Me too, kid. “That wasn’t your fault, Brian.”
“I killed Tran.” That was news. I’d seen him under the
bridge but I thought it had been an accident, thought he’d lost control
of the bike or somethin’. And suddenly I realised just how much
Brian had been runnin’ from. A possible manslaughter charge on
top of Aidin’ and Abettin’. Just how much did we really owe him?
“I didn’t know.”
Brian just shrugged in a way that implied there was no reason I should
have known. “Listen, Dom…. I’m sorry. I wanted to tell you,
I was gonna tell you. After that night… no way was I going to
turn you in, I just didn’t want you to get hurt and I knew the truckers
were arming themselves. I thought if I told you who I was you’d
probably kill me. I didn’t know what to do. Tanner – my
sergeant – told me I’d been lying to him about you and asked me if I’d
been lying to myself too.”
“Hey, why should you have left yourself out?” I was teasin’ him
but his expression was enough to shut my mouth. “You know, as mad
as I was with you – it was my fault. I swallowed your bullshit
because I didn’t want to believe what Vince was tellin’ me, two, three
times a day. After you let me fuck you, all I could do was roll
my eyes because I knew without a doubt you weren’t a cop, weren’t a
narc. But I couldn’t tell Vince why, so I just kept quiet, kept
on ignoring him. After Race Wars, I was gonna tell you
everythin’, even though that ‘jack was supposed to be the last one for
a while.
“I was gonna tell you because you were one of us, ‘cause I’d had you,
Brian.” I smiled at him, still amazed he pulled it off, wormed
his way into my life, my family, in a matter of fuckin’ days!
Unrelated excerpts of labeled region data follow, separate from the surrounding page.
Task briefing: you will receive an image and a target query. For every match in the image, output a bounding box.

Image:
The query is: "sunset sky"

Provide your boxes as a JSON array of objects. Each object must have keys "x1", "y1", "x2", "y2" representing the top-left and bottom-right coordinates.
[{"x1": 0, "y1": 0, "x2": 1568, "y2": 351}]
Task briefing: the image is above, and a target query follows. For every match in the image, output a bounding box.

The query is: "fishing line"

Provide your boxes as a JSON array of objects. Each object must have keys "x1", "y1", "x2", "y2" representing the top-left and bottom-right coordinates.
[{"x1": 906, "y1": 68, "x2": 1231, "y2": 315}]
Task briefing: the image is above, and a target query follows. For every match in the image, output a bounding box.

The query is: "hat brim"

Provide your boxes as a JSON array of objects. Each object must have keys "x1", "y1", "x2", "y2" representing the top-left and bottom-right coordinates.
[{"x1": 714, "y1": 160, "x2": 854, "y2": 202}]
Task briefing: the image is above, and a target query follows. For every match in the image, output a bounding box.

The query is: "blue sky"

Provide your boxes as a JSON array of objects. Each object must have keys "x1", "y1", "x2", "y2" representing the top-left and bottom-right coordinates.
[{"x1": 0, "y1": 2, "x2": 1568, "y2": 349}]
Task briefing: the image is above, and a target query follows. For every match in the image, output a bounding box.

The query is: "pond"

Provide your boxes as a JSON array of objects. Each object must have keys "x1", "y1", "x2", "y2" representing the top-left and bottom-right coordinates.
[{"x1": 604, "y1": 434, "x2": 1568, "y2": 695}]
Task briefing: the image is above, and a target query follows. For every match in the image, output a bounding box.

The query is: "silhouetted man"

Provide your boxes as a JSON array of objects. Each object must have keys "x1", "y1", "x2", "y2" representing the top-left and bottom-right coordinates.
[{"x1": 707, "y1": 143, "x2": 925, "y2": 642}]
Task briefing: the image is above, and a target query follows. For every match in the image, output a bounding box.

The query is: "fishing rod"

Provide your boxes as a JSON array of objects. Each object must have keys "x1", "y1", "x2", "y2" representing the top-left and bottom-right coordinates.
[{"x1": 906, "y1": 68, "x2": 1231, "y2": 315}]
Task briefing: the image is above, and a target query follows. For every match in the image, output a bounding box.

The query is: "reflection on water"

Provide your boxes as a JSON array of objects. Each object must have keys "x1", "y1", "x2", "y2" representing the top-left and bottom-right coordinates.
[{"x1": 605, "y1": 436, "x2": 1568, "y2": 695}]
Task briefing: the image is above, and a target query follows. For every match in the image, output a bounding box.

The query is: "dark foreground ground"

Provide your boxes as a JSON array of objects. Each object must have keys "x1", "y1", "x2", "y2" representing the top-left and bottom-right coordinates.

“You were a good cop, a very good undercover cop.”
He snorted. “Yeah, tell that to Tanner. I lied to him, set
up two innocent people for a job I knew they had nothing to do with,
slept with the mark’s sister, destroyed an $80,000 car, slept with the
mark himself, failed to call backup during a hijack, failed to call in
when I knew the team responsible for the ‘jackings was runnin’, failed
to call the cops when I witnessed a drive-by shooting, chased down a
suspect and killed him in full view of the public, destroyed a railed
crossing gate and finally I hand the mark my car keys and let him
go. Man, I read my rap sheet – it was three pages long and it
ended with dangerous driving! I wasn’t a good cop, Dom. I
was a lousy cop.”
Wriggling my hand out of his I reached up, brushed his hair back,
twisted my fingers in the blond curls. However difficult it was
to say it, I knew he needed to hear the words, however much he didn’t
think he ever would. “Love ya, Bri.”
His eyes went wide and it was worth the pain to see the sappy look on
his face. “Dom….”
“I mean it, man. You can stop runnin’ now.”